I have made an online web app which executes a process only if a transaction on the Ethereum blockchain is made. As I was developing my initial thought was to create an ERC20 token so that whoever has it can access the app and perform the "process" which I designed it for. However after a while I realized: why do I even need an ERC20 token in the first place. Could I just say that if a certain amount of ETH is transferred to my walled the, process is executed?

So here is my question: why do people tend to create ERC20 tokens to make transactions for their applications while they could just transfer ETH in the first place?

2 Answers 2


When you create your currency (ERC20), you create a whole economy around it. The supply, inflation, price, etc. That gives you the flexibility to create your economy for your app. Plus, you may allocate some portion of the supply for the developer team, the community who supports and helps the app, etc. Having your currency is not necessary but gives you strong tools.

You can make transactions with ETH, accept payments, etc. You don't need a token (ERC20) to create an app. You can use ETH in your app.

It is all about your business model. How the app will survive?

  1. You may have ads to generate revenue
  2. You may have a commission on transfers with ETH, no ERC20 is required.
  3. You may have no ads and no commission. All services would be free if you have an ERC20 token to generate revenue by allocating some of the token supply for the app development.

The first option is the current business model of our world, which is terrible. Makes us the real product. The second option can be ideal depending on your app. The last option can be the best if the tokenomics is fair and well designed.

There are many things that an ERC20 token brings to an app. I can't list all of them. Last but not least, you can create a DAO to manage the app with the community.

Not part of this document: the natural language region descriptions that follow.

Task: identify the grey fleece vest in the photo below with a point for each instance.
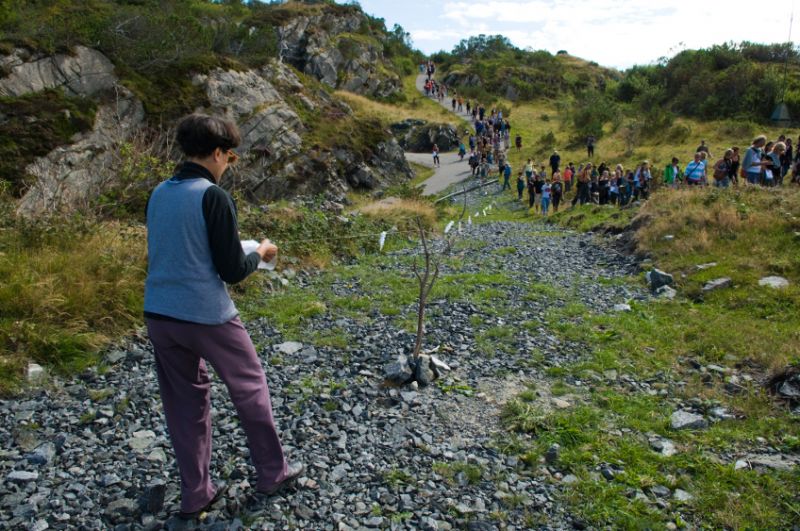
(182, 281)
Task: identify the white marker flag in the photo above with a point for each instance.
(249, 246)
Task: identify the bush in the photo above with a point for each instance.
(589, 111)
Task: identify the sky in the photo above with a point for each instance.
(613, 33)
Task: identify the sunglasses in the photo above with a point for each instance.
(232, 156)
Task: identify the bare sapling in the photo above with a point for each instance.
(427, 276)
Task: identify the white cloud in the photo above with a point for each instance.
(612, 32)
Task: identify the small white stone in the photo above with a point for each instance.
(289, 347)
(35, 372)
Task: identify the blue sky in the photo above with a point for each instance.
(614, 33)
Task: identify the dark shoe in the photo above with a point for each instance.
(222, 488)
(293, 472)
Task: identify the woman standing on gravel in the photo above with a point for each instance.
(193, 250)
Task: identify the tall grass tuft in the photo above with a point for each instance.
(70, 286)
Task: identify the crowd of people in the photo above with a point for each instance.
(764, 163)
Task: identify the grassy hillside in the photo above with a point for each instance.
(544, 128)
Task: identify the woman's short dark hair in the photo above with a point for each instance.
(199, 135)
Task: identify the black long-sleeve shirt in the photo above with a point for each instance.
(219, 212)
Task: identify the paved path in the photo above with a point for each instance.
(451, 171)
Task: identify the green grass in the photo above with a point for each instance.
(595, 218)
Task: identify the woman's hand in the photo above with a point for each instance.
(267, 250)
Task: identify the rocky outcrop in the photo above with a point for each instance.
(277, 164)
(418, 136)
(330, 48)
(266, 104)
(86, 72)
(462, 79)
(73, 175)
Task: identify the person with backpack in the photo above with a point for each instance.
(546, 189)
(555, 161)
(735, 166)
(722, 170)
(774, 169)
(531, 191)
(569, 175)
(506, 177)
(695, 173)
(613, 187)
(557, 190)
(672, 174)
(753, 165)
(538, 184)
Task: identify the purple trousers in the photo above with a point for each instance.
(182, 350)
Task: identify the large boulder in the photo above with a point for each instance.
(75, 174)
(266, 103)
(85, 72)
(329, 47)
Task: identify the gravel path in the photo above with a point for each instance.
(452, 170)
(92, 452)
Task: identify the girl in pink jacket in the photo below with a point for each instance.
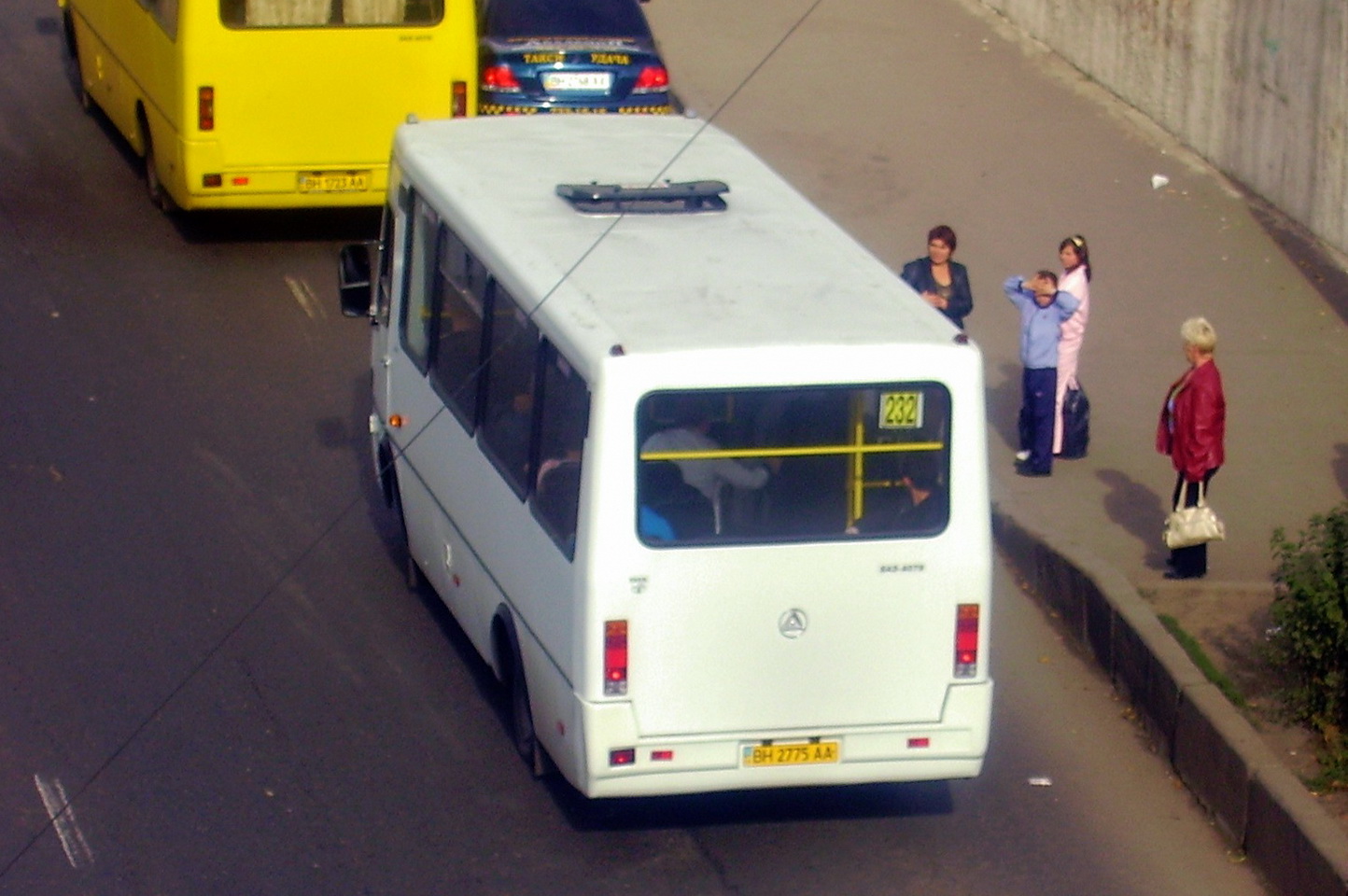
(1076, 279)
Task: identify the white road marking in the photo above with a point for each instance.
(63, 816)
(305, 297)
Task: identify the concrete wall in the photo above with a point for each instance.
(1259, 88)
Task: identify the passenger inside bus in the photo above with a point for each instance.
(709, 476)
(916, 503)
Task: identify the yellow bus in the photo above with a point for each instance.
(269, 104)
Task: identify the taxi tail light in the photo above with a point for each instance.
(205, 108)
(653, 79)
(500, 78)
(967, 640)
(615, 658)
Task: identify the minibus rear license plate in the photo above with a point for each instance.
(812, 753)
(333, 181)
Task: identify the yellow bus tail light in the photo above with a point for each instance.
(205, 108)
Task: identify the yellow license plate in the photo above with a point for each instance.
(810, 753)
(333, 181)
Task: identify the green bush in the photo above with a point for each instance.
(1309, 638)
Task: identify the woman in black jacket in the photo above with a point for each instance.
(941, 282)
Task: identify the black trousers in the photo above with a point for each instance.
(1190, 562)
(1038, 406)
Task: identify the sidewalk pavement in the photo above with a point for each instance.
(1087, 540)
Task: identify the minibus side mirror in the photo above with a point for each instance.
(354, 282)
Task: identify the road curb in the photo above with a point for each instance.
(1254, 799)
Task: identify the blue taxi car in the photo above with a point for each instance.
(569, 55)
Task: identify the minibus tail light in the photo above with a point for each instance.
(967, 640)
(205, 108)
(615, 658)
(654, 78)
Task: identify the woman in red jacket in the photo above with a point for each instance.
(1193, 433)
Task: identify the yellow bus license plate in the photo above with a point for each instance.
(333, 181)
(814, 753)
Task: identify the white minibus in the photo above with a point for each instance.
(700, 477)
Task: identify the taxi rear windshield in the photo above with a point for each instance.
(793, 464)
(513, 19)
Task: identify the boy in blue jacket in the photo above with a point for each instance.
(1044, 307)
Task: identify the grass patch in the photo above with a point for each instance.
(1195, 650)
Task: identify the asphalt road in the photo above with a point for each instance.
(205, 646)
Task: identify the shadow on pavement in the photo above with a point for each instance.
(1135, 508)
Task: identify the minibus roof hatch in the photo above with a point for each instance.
(662, 198)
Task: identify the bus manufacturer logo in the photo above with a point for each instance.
(793, 623)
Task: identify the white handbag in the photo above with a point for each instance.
(1189, 525)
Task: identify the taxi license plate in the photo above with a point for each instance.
(333, 181)
(812, 753)
(589, 81)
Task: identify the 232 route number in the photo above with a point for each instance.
(901, 412)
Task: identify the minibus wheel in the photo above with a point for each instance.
(158, 196)
(73, 67)
(521, 711)
(413, 576)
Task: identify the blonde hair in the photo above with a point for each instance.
(1200, 334)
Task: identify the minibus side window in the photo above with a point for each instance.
(419, 312)
(562, 424)
(385, 288)
(458, 352)
(509, 409)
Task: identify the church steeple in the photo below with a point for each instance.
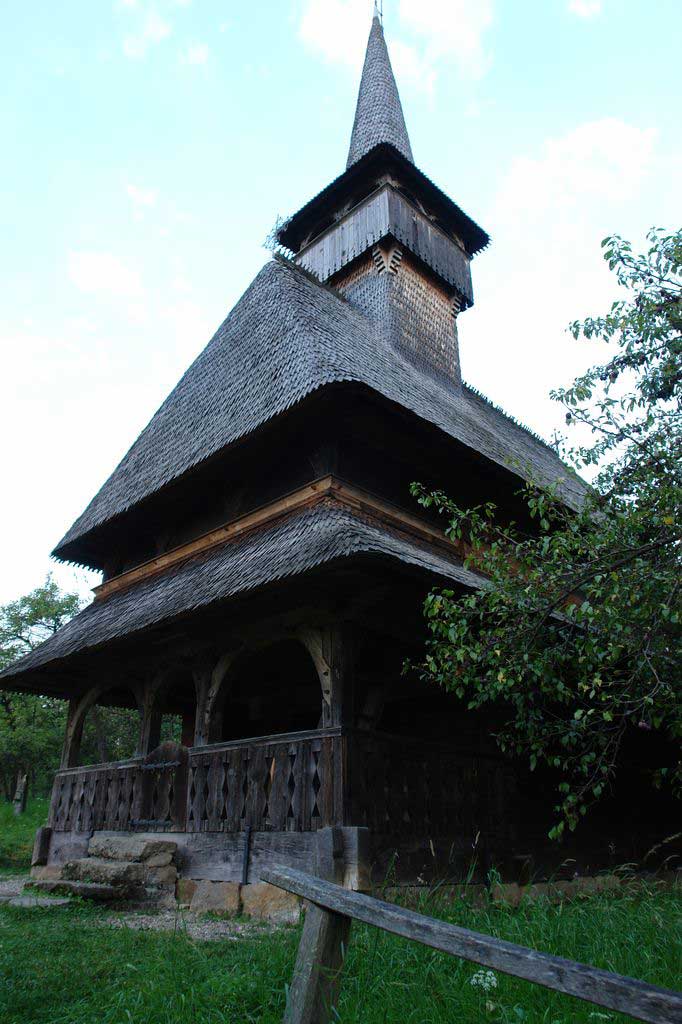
(385, 237)
(379, 115)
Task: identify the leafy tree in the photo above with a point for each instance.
(31, 726)
(577, 637)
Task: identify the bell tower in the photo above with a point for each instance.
(385, 237)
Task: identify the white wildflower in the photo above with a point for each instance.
(484, 979)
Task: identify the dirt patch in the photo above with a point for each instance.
(184, 923)
(11, 885)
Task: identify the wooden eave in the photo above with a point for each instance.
(365, 173)
(313, 493)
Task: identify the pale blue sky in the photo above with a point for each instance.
(150, 146)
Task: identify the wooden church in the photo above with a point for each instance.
(264, 564)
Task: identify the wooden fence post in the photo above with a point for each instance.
(324, 942)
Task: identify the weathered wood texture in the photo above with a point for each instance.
(275, 783)
(643, 1001)
(384, 213)
(41, 846)
(279, 783)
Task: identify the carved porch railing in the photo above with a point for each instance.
(289, 782)
(298, 782)
(407, 786)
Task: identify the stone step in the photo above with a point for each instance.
(86, 890)
(124, 873)
(156, 852)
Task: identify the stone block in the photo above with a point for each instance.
(216, 897)
(159, 860)
(86, 890)
(112, 872)
(184, 890)
(129, 847)
(46, 872)
(265, 902)
(510, 893)
(166, 876)
(41, 846)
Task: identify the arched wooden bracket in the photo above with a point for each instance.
(387, 258)
(313, 641)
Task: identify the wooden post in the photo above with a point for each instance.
(313, 991)
(41, 846)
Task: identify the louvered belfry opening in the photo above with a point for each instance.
(265, 564)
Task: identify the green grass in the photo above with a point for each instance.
(61, 967)
(17, 834)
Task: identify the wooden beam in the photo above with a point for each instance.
(311, 494)
(628, 995)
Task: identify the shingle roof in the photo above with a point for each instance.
(287, 337)
(307, 539)
(379, 115)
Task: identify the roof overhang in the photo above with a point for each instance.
(361, 178)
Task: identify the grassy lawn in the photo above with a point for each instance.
(62, 967)
(17, 834)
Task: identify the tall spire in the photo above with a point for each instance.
(379, 115)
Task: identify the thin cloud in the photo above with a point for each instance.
(196, 54)
(95, 271)
(424, 34)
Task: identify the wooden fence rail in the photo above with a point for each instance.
(314, 988)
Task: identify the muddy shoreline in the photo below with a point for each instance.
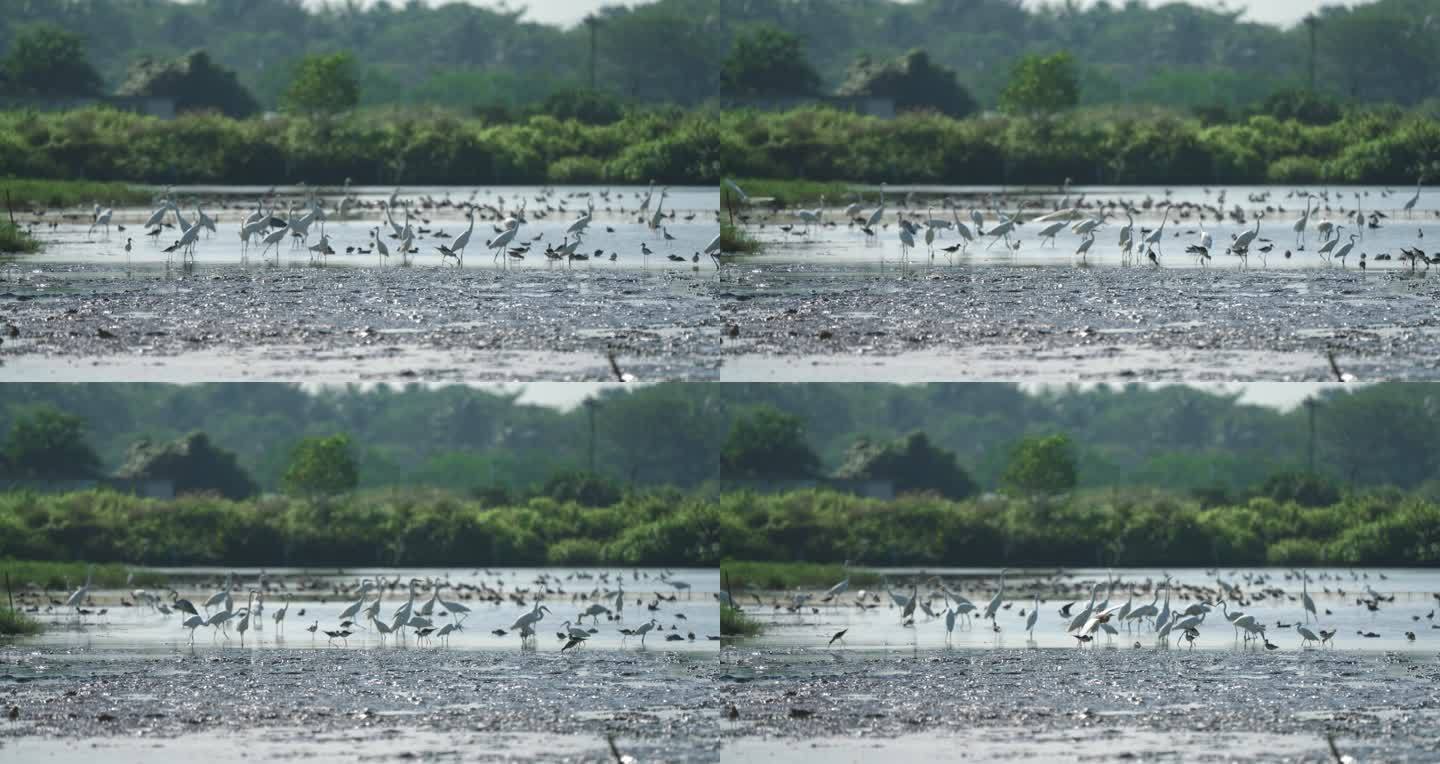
(1076, 324)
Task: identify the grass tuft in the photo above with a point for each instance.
(736, 242)
(16, 240)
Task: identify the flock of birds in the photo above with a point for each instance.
(1338, 239)
(1090, 620)
(405, 223)
(432, 609)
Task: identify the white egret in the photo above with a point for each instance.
(1299, 225)
(1000, 597)
(1410, 206)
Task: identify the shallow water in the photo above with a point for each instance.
(1079, 705)
(367, 704)
(81, 323)
(1070, 324)
(141, 629)
(837, 242)
(1267, 593)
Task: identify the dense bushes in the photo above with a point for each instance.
(1090, 147)
(376, 147)
(370, 528)
(1090, 528)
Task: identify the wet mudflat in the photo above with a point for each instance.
(1059, 323)
(232, 323)
(134, 705)
(1095, 705)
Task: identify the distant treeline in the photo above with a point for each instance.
(1383, 146)
(367, 147)
(1122, 527)
(369, 528)
(415, 527)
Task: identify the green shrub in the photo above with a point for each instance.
(576, 171)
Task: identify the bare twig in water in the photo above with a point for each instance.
(614, 750)
(615, 369)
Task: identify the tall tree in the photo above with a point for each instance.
(912, 81)
(321, 466)
(912, 464)
(1041, 85)
(324, 84)
(193, 81)
(192, 464)
(49, 443)
(768, 443)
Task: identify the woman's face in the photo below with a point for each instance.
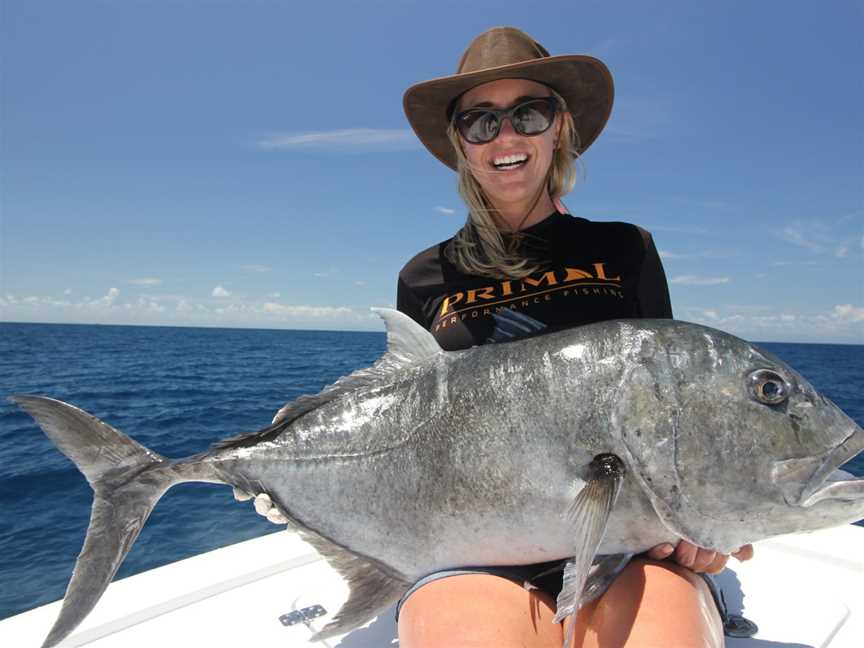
(505, 184)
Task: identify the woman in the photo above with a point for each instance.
(511, 122)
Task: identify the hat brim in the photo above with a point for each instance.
(583, 81)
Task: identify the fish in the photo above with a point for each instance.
(584, 445)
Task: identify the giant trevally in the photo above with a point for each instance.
(601, 440)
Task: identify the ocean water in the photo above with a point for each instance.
(176, 390)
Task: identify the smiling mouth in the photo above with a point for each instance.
(510, 162)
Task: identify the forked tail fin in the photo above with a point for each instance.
(127, 480)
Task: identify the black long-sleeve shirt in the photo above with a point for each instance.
(590, 271)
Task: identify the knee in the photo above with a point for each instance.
(477, 610)
(656, 604)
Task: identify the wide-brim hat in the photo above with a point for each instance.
(508, 53)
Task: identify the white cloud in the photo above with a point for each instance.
(696, 280)
(274, 308)
(844, 323)
(848, 313)
(804, 236)
(347, 138)
(109, 298)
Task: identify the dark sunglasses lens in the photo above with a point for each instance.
(533, 117)
(478, 126)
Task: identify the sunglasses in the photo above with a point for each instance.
(482, 125)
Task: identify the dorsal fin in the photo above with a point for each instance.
(407, 341)
(407, 344)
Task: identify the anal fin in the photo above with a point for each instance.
(589, 515)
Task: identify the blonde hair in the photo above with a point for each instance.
(479, 248)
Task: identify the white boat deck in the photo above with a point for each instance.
(802, 591)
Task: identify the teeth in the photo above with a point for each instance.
(510, 159)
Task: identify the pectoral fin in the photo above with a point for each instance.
(589, 515)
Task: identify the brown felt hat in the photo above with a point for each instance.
(508, 53)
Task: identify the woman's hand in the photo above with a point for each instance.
(263, 506)
(696, 558)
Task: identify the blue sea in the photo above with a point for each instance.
(176, 390)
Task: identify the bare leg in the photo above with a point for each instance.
(478, 610)
(650, 605)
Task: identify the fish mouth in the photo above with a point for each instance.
(829, 481)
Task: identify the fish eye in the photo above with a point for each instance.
(769, 387)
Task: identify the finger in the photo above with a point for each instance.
(241, 496)
(704, 558)
(685, 553)
(718, 564)
(661, 552)
(744, 553)
(263, 503)
(276, 517)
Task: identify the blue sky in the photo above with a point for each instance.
(248, 163)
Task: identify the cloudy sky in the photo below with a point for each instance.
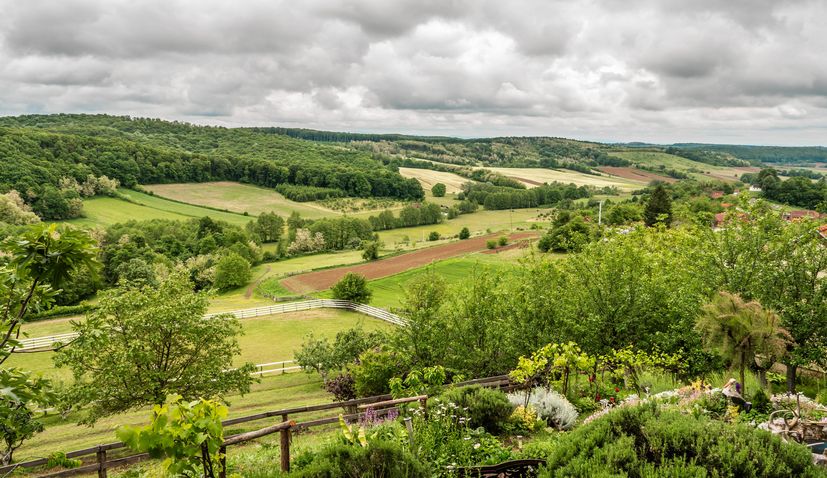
(732, 71)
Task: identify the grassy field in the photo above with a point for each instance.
(103, 211)
(266, 339)
(389, 291)
(428, 178)
(695, 169)
(238, 198)
(478, 222)
(543, 175)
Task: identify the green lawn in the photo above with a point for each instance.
(266, 339)
(478, 222)
(103, 211)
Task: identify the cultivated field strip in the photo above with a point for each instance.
(376, 312)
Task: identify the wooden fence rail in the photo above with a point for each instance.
(384, 403)
(40, 343)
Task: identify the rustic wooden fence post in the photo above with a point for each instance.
(101, 457)
(222, 473)
(285, 446)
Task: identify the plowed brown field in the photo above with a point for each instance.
(321, 280)
(635, 174)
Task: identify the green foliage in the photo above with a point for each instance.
(188, 435)
(647, 441)
(743, 331)
(370, 250)
(59, 459)
(326, 358)
(378, 459)
(374, 371)
(658, 208)
(144, 343)
(484, 407)
(352, 287)
(231, 271)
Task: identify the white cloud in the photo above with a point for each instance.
(650, 70)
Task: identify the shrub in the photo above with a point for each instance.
(231, 271)
(649, 441)
(552, 407)
(352, 287)
(487, 408)
(342, 387)
(377, 460)
(375, 370)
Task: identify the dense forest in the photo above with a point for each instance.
(38, 152)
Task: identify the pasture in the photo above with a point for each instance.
(453, 182)
(478, 223)
(266, 339)
(239, 198)
(533, 177)
(103, 211)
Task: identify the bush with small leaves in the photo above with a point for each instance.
(352, 287)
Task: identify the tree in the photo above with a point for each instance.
(231, 271)
(370, 250)
(144, 343)
(35, 265)
(352, 287)
(659, 207)
(740, 331)
(268, 226)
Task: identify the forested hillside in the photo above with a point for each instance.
(38, 152)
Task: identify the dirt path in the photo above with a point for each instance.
(321, 280)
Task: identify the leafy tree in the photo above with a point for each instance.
(352, 287)
(370, 250)
(34, 266)
(741, 331)
(268, 226)
(144, 343)
(659, 207)
(188, 434)
(231, 271)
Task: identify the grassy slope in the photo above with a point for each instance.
(477, 222)
(104, 211)
(267, 339)
(238, 198)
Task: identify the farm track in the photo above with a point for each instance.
(635, 174)
(322, 280)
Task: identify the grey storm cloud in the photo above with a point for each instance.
(650, 70)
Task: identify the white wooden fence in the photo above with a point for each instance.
(381, 314)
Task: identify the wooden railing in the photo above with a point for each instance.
(40, 343)
(103, 460)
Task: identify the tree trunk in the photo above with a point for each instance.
(791, 371)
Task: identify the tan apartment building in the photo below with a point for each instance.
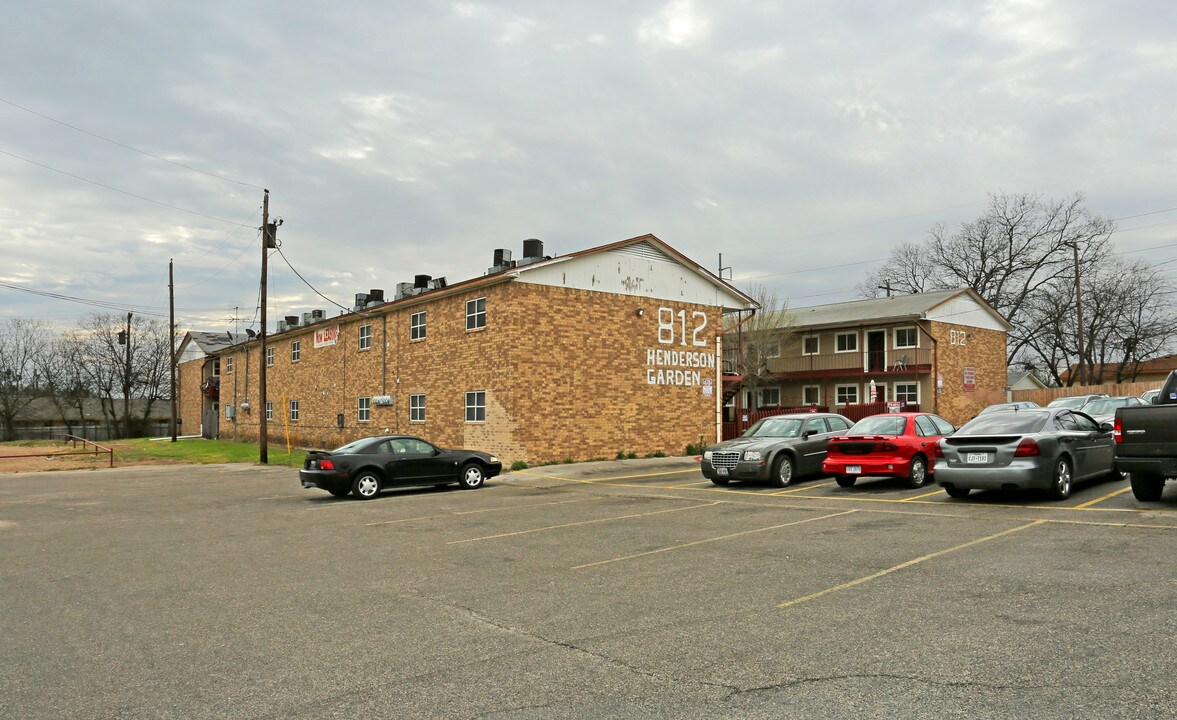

You may use a discord server or a poll service to do that, but they can be manipulated. On the other hand, token-based governance creates capital-centric governance which is not a perfect solution. But you can create a non-transferable ERC20 token separately to handle governance more fairly.

I hope this answer helps a bit to understand the use case of ERC20 tokens.


ETH is the native currency on the Ethereum blockchain and its primary use case is paying transaction fees, as well as an incentive for miners/validators who keep the network secure. Its value against other currencies fluctuates rapidly, and its programming features are kind of limited compared to ERC20 tokens.
On the other hand, however, we have ERC20 tokens that can be used to settle real-world value on the blockchain in a decentralized and secure manner. Stablecoins can map USD or other real currencies' value for example (though using different strategies), or as another example, we have PAXG which is backed by physical gold. Many ERC20 tokens are utility tokens that are designed for a specific purpose. AAVE token, for example, is governance and staking token for AAVE protocol.
ERC20 itself is a template for any smart contract that can offer some amazing programmable features (such as automatically transferring it under pre-defined circumstances, granting or revoking spend permission to any arbitrary user or smart contract, using it as a means of payment, etc). You can do almost anything that is feasible in a computer program by using an ERC20 token.